他の店と比べるのではなく、自分の店がお客様に対して約束している環境をいつも整えているかどうかということです。

道路からの入口は、運転する人が入りやすくてきれいか、駐車場はでこぼこがなく白線がきれいに引かれているか、車止めには壊れがなくて停めやすいか、水たまりができていないか、雑草が生えていないか、植木が枯れていないか。

店の入口のドアのガラスに汚れや指の跡がないか、床はきれいか、テーブルはベトベトしていないか、座席に食べかすやゴミがないか、椅子の座面に穴や汚れはないか、まわりの出窓やブラインドやカウンターにほこりがないか、ランプシェードはきれいか。

トイレの便器は拭かれていてピカピカに光っているか、洗面台に汚れや水あかがなくピカピカに磨いてあるか、髪の毛が落ちていないか、排気口にほこりがたまっていないか、食器や小物に汚れがなく磨かれているか、そしてユニフォームと身だしなみがきれいでシャキっとしているか、全てのことに注意が必要です。

ということは、建物が新しいか古いかということとは関係がないのです。新築でオープン3日目でも、磨いていない店は「きたない店」です。逆に古い建物でも、毎日細かく手入れと掃除をしている店は「ピカピカできれいな店」なのです。

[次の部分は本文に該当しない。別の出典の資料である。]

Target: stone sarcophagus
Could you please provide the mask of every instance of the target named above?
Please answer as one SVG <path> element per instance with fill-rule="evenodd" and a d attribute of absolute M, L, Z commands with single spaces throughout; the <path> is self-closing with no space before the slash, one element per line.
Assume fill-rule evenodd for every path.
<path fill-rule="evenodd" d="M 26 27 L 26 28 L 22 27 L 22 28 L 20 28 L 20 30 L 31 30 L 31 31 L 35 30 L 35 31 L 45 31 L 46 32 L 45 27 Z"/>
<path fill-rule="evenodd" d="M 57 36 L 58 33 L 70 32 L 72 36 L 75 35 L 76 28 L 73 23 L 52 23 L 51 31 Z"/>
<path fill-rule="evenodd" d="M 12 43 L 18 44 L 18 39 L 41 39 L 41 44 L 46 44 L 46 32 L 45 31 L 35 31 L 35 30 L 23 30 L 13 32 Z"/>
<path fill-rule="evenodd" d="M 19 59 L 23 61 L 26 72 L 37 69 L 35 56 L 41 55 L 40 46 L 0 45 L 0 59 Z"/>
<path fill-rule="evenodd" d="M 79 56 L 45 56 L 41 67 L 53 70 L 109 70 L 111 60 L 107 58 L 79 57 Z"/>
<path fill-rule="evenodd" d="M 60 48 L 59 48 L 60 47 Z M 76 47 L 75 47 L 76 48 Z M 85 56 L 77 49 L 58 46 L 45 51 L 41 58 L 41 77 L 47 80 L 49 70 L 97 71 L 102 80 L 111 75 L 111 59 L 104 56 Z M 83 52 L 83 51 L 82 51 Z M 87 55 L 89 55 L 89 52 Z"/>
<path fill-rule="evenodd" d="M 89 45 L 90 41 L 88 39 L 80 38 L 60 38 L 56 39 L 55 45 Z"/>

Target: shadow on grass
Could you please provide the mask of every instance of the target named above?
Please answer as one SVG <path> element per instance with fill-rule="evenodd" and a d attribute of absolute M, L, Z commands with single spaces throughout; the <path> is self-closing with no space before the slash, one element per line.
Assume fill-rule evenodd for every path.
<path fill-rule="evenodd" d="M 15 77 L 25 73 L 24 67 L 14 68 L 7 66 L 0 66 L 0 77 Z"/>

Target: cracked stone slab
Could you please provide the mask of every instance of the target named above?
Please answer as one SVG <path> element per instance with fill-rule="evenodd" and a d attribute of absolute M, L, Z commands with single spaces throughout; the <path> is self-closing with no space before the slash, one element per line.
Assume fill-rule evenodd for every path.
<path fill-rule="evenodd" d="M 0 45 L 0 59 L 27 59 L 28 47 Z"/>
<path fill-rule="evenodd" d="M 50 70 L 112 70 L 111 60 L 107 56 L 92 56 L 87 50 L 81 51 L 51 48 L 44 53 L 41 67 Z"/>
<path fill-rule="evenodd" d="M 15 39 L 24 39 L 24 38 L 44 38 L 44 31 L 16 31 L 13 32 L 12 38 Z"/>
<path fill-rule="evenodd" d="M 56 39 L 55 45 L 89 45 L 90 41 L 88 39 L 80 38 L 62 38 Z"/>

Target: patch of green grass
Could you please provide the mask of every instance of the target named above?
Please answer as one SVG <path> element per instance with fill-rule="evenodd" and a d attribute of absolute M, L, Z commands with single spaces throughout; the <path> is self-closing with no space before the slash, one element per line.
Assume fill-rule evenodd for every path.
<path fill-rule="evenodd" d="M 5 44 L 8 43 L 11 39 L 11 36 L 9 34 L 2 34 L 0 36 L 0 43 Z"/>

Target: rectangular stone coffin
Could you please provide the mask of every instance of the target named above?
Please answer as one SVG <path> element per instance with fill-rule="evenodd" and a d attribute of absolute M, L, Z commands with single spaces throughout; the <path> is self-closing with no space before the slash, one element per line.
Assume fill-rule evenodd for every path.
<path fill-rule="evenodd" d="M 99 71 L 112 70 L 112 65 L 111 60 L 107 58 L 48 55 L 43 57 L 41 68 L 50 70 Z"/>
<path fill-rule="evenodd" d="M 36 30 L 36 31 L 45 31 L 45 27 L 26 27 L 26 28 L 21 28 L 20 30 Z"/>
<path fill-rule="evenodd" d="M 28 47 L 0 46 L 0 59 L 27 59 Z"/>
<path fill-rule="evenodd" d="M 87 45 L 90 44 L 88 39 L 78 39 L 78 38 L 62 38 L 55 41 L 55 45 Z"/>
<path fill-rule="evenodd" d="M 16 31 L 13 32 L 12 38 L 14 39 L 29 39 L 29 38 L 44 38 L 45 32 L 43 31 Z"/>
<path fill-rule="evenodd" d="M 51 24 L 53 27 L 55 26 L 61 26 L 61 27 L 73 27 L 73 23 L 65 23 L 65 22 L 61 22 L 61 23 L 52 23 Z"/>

私は、料理さえおいしければ他のことはどうでもいいとは思いません。食べるということには、「気持ちのいい空間で」食べるという意味が含まれていると思うからです。昔、国立のすかいらーくは、トイレがきれいでピカピカなので、食事はしないのにトイレ休憩のためにある会社の社長車が立ち寄る場所として使われていたことがありました。そのことは、お客様はもちろん働く人にとっても喜びでありました。時代は違いますが、「きれいな店で気持ちいいね」と言っていただけることが、レストランには必要だと思います。